Wednesday, March 11, 2009

How Not to Learn About the Bible

Skimming along on the surface of things is the lot of the journalist. You might even say that unless you're an investigative journalist -- and these days you might as well be angling to write a book considering the tiny news hole most newspapers have -- your coverage is just going to scratch the surface. Even magazines, with the exception of The New Yorker, barely give shrift to weighty topics.

So it's no surprise that a web editor, through a topic-specific blog, would write a less than comprehensive view of the Bible that he then parlayed into The Good Book: The Bizarre, Hilarious, Disturbing, Marvelous, and Inspiring Things I Learned When I Read Every Single Word of the Bible. I give David Plotz credit for actually reading the Old Testament all the way through, but I wouldn't exactly call that Blogging the Bible. Plotz, who is a Jew, understandably believes that's the end of the story, but that's only prologue for Christians. He might have had a lot of questions answered in the New Testament. Alas, he didn't get that version.

Instead, with no real religious education and without any consultation with scholars on the many subjects he tackles, Plotz writes a tongue-in-cheek review of the structure, meaning and stories in the Old Testament. I admit it's sometimes funny, but so is watching the Three Stooges (occasionally). That doesn't make their films educational, inspiring or even illuminating. And certainly you can't derive the great wisdom of some of the Torah's writings from Plotz's snarky commentary.

Christians fought for the right to read the Bible in their own language and to be able to possess it when the printing press made mass production practical -- in spite of the Catholic church's insistence on having priests control the interpretation. While I think there can be a middle ground, when someone has the "pulpit" on a book that religiously and culturally influential, they shouldn't waste it by stewing in their own ignorance. Plotz explains himself in this Washington Post interview.

The complexity of meanings in the Bible was driven home to me this week when Bud Miller of Bible.com handed me a copy of a final draft of new translation of the Old Testament in plain English. Dr. Stanley Morris, a Biblical scholar who worked with original documents and was aided by crack translators (even though he understands Hebrew and Greek already), painstakingly sought to create the most accurate version in our vernacular. While just about anyone with a passing understanding of the history of the Bible knows the King James version is riddled with translation errors, there are nuances that scholars are still debating. Christian scholars have narrowed down the New Testament translations fairly well, but this translation brought new clarity to the Old Testament that will shed light on its meaning to those who really care. This and his previous work on translating the New Testament for The Great Book have been Dr. Morris's life's work.

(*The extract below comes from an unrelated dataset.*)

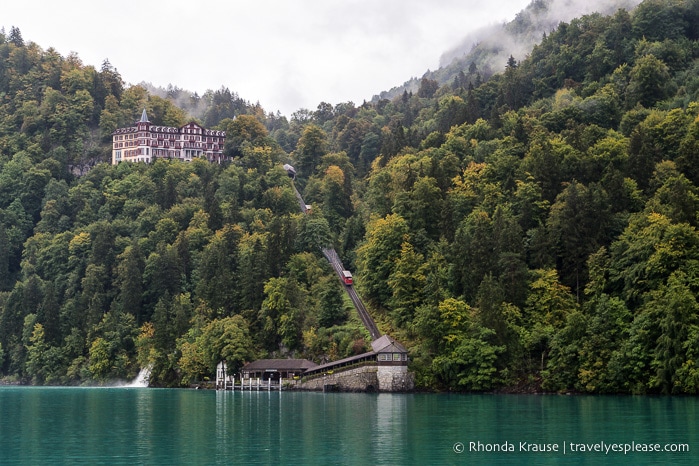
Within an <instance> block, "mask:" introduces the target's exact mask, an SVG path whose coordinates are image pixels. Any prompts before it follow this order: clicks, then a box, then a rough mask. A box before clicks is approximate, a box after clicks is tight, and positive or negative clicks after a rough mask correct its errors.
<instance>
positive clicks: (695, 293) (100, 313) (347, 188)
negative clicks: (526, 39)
mask: <svg viewBox="0 0 699 466" xmlns="http://www.w3.org/2000/svg"><path fill="white" fill-rule="evenodd" d="M465 66H466V65H465ZM172 91H173V93H177V94H182V92H181V91H179V90H177V89H173V90H172ZM170 97H173V98H174V95H173V96H168V95H165V96H161V97H157V96H154V95H151V94H149V93H148V92H147V91H146V89H145V88H143V87H140V86H130V87H126V86H125V85H124V83H123V81H122V80H121V77H120V76H119V74H118V72H117V71H116V69H115V68H114V67H113V66H112V65H111V64H109V63H108V62H105V63H104V64H103V66H102V68H101V69H100V70H96V69H94V68H93V67H91V66H85V65H84V64H82V63H81V62H80V60H79V58H78V57H77V56H74V55H71V56H69V57H61V56H60V55H58V54H57V53H56V52H55V51H54V50H52V49H50V48H49V49H48V50H43V49H41V48H40V47H39V46H38V45H37V44H34V43H31V42H25V41H24V40H23V38H22V37H21V33H20V31H19V30H18V29H16V28H13V29H12V30H11V31H10V32H9V34H3V35H0V345H1V346H0V376H3V377H4V378H5V379H6V380H19V381H23V382H27V383H35V384H84V383H109V382H110V381H113V380H116V379H126V378H130V377H132V376H134V375H135V374H136V372H137V371H138V368H139V367H145V366H150V367H152V369H153V372H152V374H153V376H152V380H151V381H152V383H154V384H156V385H162V386H178V385H181V384H187V383H190V382H192V381H195V380H201V379H203V378H205V377H210V376H212V375H213V372H214V367H215V364H216V362H218V361H219V360H221V359H225V360H227V361H228V362H229V364H230V365H232V366H233V367H239V366H240V365H241V364H243V363H244V362H246V361H249V360H251V359H253V358H256V357H260V356H269V355H274V356H277V357H285V356H296V357H307V358H310V359H313V360H315V361H316V362H320V361H324V360H331V359H335V358H339V357H343V356H348V355H352V354H357V353H361V352H363V351H366V348H367V344H368V341H369V336H368V334H367V332H366V331H365V330H364V329H363V328H362V326H361V324H360V323H359V321H358V319H357V318H356V317H355V315H354V313H352V312H350V305H349V303H348V301H347V300H346V298H345V297H344V296H343V294H342V291H341V289H340V287H339V285H338V282H337V279H336V278H335V277H334V276H333V274H332V270H331V269H330V267H329V266H328V265H327V263H326V262H325V260H324V259H323V257H322V256H321V254H320V251H319V247H320V246H324V245H328V244H334V246H335V247H336V248H337V250H338V251H339V252H340V254H341V255H342V258H343V261H344V263H345V265H347V266H348V267H349V268H351V269H352V270H353V272H354V274H355V283H356V287H357V289H358V291H359V293H360V294H361V295H362V297H363V298H364V299H365V301H366V303H367V306H368V308H369V310H370V311H371V313H372V315H373V316H374V318H375V319H376V320H377V323H378V324H379V327H380V328H381V330H382V331H383V332H385V333H389V334H391V335H392V336H394V337H395V338H397V339H398V340H399V341H401V342H403V343H404V344H405V345H406V346H407V347H408V348H409V350H410V357H411V370H413V371H415V373H416V376H417V382H418V384H419V385H420V386H421V387H423V388H429V389H448V390H522V391H528V390H549V391H571V390H574V391H581V392H590V393H647V392H648V393H690V394H694V393H697V391H699V367H697V360H698V358H699V304H698V303H697V292H698V291H699V231H698V230H697V227H698V226H699V225H698V223H699V215H698V212H699V168H697V167H698V166H699V165H698V164H697V161H698V159H699V1H698V0H671V1H659V0H652V1H649V0H646V1H644V2H643V3H641V4H640V5H639V6H638V7H637V8H636V9H634V10H633V11H631V12H627V11H624V10H620V11H618V12H617V13H616V14H614V15H612V16H600V15H590V16H585V17H581V18H579V19H575V20H572V21H571V22H569V23H562V24H560V25H559V26H558V27H557V28H556V29H555V30H553V31H551V32H550V33H549V34H547V35H545V36H544V37H543V38H542V41H541V43H540V44H538V45H537V46H535V48H534V49H533V50H532V52H531V54H530V55H529V56H528V57H527V58H526V59H525V60H521V61H517V60H515V59H514V58H511V59H510V61H509V62H508V65H507V68H506V70H505V71H504V72H503V73H500V74H494V75H492V76H489V75H487V74H483V73H481V70H479V69H478V64H477V63H475V62H473V63H472V64H468V66H467V67H465V69H463V70H462V71H461V72H460V73H459V74H458V75H457V76H456V78H455V79H453V80H452V81H451V82H449V83H447V84H445V85H440V84H439V83H438V82H437V81H434V80H432V79H430V78H429V77H427V76H425V77H424V78H423V79H422V81H421V84H420V87H419V89H418V91H417V92H416V93H413V94H411V93H408V92H405V93H403V94H402V95H401V96H398V97H396V98H394V99H392V100H387V99H384V100H380V101H377V102H372V103H366V102H365V103H363V104H362V105H359V106H357V105H355V104H354V103H352V102H347V103H341V104H337V105H331V104H328V103H320V104H319V105H318V108H317V109H316V110H314V111H310V110H304V109H301V110H299V111H298V112H296V113H294V114H293V115H292V116H291V118H290V119H287V118H286V117H284V116H282V115H279V114H276V115H273V114H268V113H265V111H264V110H263V109H262V108H260V107H259V105H250V104H249V103H247V102H245V101H244V100H242V99H241V98H240V97H239V96H238V95H236V94H235V93H234V92H230V91H229V90H227V89H225V88H222V89H220V90H219V91H216V92H208V93H206V94H205V95H204V96H202V97H197V96H196V95H193V96H189V98H191V99H195V100H196V102H190V104H189V106H186V107H185V106H184V105H183V104H182V103H181V101H180V102H179V104H180V105H183V107H184V108H187V109H193V108H197V109H198V110H197V112H199V113H198V114H197V116H198V118H199V121H200V122H202V123H204V122H205V123H206V124H207V126H209V127H212V128H216V129H222V130H225V131H226V132H227V136H228V137H227V146H226V153H227V155H229V156H230V157H231V162H230V163H228V164H225V165H212V164H209V163H207V162H205V161H203V160H197V161H195V162H193V163H191V164H185V163H178V162H174V161H165V160H159V161H157V162H155V163H153V164H150V165H145V164H126V163H122V164H120V165H118V166H110V165H107V164H106V163H104V162H105V161H107V160H108V155H109V153H110V134H111V132H112V131H113V130H114V129H115V128H117V127H119V126H123V125H129V124H132V123H133V122H134V121H136V119H137V118H138V116H139V115H140V112H141V110H142V109H143V108H146V109H147V112H148V115H149V117H150V119H151V121H153V122H154V123H156V124H167V125H180V124H184V123H185V122H186V121H188V120H189V119H190V115H188V114H187V112H186V111H185V110H182V109H181V108H180V107H177V106H176V105H175V104H174V103H173V101H174V100H172V99H170ZM179 97H182V95H179ZM188 111H189V112H192V110H188ZM283 163H291V164H292V165H294V167H295V168H296V170H297V172H298V177H297V179H296V181H295V183H296V187H297V188H299V190H300V191H302V192H303V194H304V197H305V200H306V202H307V203H309V204H312V206H313V209H312V213H311V214H310V215H303V214H301V213H300V211H299V207H298V203H297V201H296V198H295V196H294V193H293V188H292V184H291V183H292V181H291V179H290V178H289V177H288V176H287V174H286V172H285V171H284V170H283V169H282V164H283Z"/></svg>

As I have written before, context is everything in making sense of the Bible. Without understanding that the Old Testament was an attempt to explain the relationship between humans and God during a primitive time when civilization was barely established, the behaviors of many tribes are bewildering. Plotz was prompted to start his quest when he was horrified by picking up a Hebrew Bible at a bat mitzvah and reading the story of the rape of Dinah. Just think of how, today, we perceive of "honor" killings of women by their Islamic fathers, brothers or other male relatives after they have been raped or otherwise shamed by associating with men that their families disapproved of. In that context, Dinah's treatment was comparatively humane. It's all a matter of educated interpretation.